Accidental Cartesian Join Bug

I've recently noticed that the Teradata parsing engine doesn't pick up on / given an error for 'accidental cartesians' or, to use another term to make it more clear why I think this is a significant bug, 'unreferenced / unqualified tables'.

For example, Teradata allows me to execute a query selecting customers with addresses that are valid as at now:

SELECT
Customers.CustomerID
FROM
Customers
INNER JOIN Addresses
ON Customers.CustomerID = Addresses.CustomerID
WHERE
Addresses.End_Date > CURRENT_TIMESTAMP

All well and good.

If I then write another query, for example, to identify customers that have a valid phone number, I might choose to copy and paste the above code and adjust it accordingly:

SELECT
Customers.CustomerID
FROM
Customers
INNER JOIN Phone_Numbers
ON Customers.CustomerID = Phone_Numbers.CustomerID
WHERE
Addresses.End_Date > CURRENT_TIMESTAMP

NOT all well and good.
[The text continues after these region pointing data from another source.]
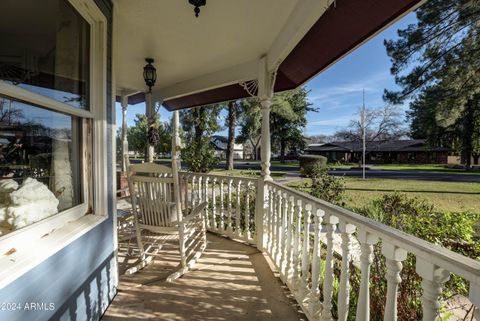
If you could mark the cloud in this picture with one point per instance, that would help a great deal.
(331, 97)
(336, 121)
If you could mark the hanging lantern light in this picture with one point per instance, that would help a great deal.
(149, 74)
(197, 4)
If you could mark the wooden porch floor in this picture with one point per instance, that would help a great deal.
(232, 281)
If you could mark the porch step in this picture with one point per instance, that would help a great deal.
(232, 281)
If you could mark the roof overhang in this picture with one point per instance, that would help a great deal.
(300, 38)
I missed the reference to "Addresses" in the WHERE condition and in doing so have created an accidental cartesian join and it's returning every customer that has had a phone number recorded (at some point) repeated for every address entry that is valid regardless of whether that address relates to the CustomerID or not!
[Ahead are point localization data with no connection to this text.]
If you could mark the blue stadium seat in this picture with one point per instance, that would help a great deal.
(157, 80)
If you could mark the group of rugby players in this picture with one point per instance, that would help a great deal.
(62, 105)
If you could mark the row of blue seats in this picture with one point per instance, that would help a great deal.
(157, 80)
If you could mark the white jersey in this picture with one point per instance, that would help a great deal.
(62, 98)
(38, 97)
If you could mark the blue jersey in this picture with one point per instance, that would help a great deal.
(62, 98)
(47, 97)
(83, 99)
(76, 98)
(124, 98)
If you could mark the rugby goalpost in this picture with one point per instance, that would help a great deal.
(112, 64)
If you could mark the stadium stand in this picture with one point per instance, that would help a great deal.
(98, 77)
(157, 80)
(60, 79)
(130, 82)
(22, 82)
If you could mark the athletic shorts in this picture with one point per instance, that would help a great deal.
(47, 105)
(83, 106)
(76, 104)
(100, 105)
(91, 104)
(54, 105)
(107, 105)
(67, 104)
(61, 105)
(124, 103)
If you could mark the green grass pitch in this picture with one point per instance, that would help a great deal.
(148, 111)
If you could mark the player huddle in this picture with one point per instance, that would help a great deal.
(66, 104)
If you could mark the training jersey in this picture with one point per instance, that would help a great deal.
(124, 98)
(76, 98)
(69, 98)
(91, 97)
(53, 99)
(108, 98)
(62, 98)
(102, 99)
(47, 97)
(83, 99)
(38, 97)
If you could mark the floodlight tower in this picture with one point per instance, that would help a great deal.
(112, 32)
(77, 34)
I'm amazed that Teradata doesn't notify me of the massive error I've made. I should absolutely be getting a notification that I've used a table that hasn't been referenced in a FROM clause. When would the current behaviour ever be desirable?

This bug isn't limited to WHERE conditions, it will occur if you reference a table in the SELECT portion. It will also occur if you use an alias in the FROM clause but fail to use it elsewhere.

I could only find a couple of other references to it:

http://www.scribd.com/doc/78503320/43/Answer (page 93)

http://itpro420.blogspot.com.au/2010/07/teradata-optimizer-anomaly-to-beware-of.html

Has anyone else on these forums encountered this issue? How does one go about requesting that it be fixed?

2 REPLIES
Senior Apprentice

Re: Accidental Cartesian Join Bug

This is a well known artifact, it's usually encoutered when you forget to use an alias name.

Teradata was implemented before there was Standard SQL, the initial query language was called (AFAIK) TEQUEL (TEradata QUEry Language), whose syntax didn't require to list tables within FROM.

A simple "RETRIEVE Adresses.EndDate" carried enough information for the Parser to resolve tablename and columnname (RETRIEVE is still allowed in BTEQ, only SQL Assistant complains about "invalid query" and refuses to submit it).

When they switched to Standard SQL this old syntax was not removed, IMHO there should be a switch to disable it.

Dieter

Enthusiast

Re: Accidental Cartesian Join Bug

Are there any plans to fix this "feature" or provide a way to disable it as Dieter suggests?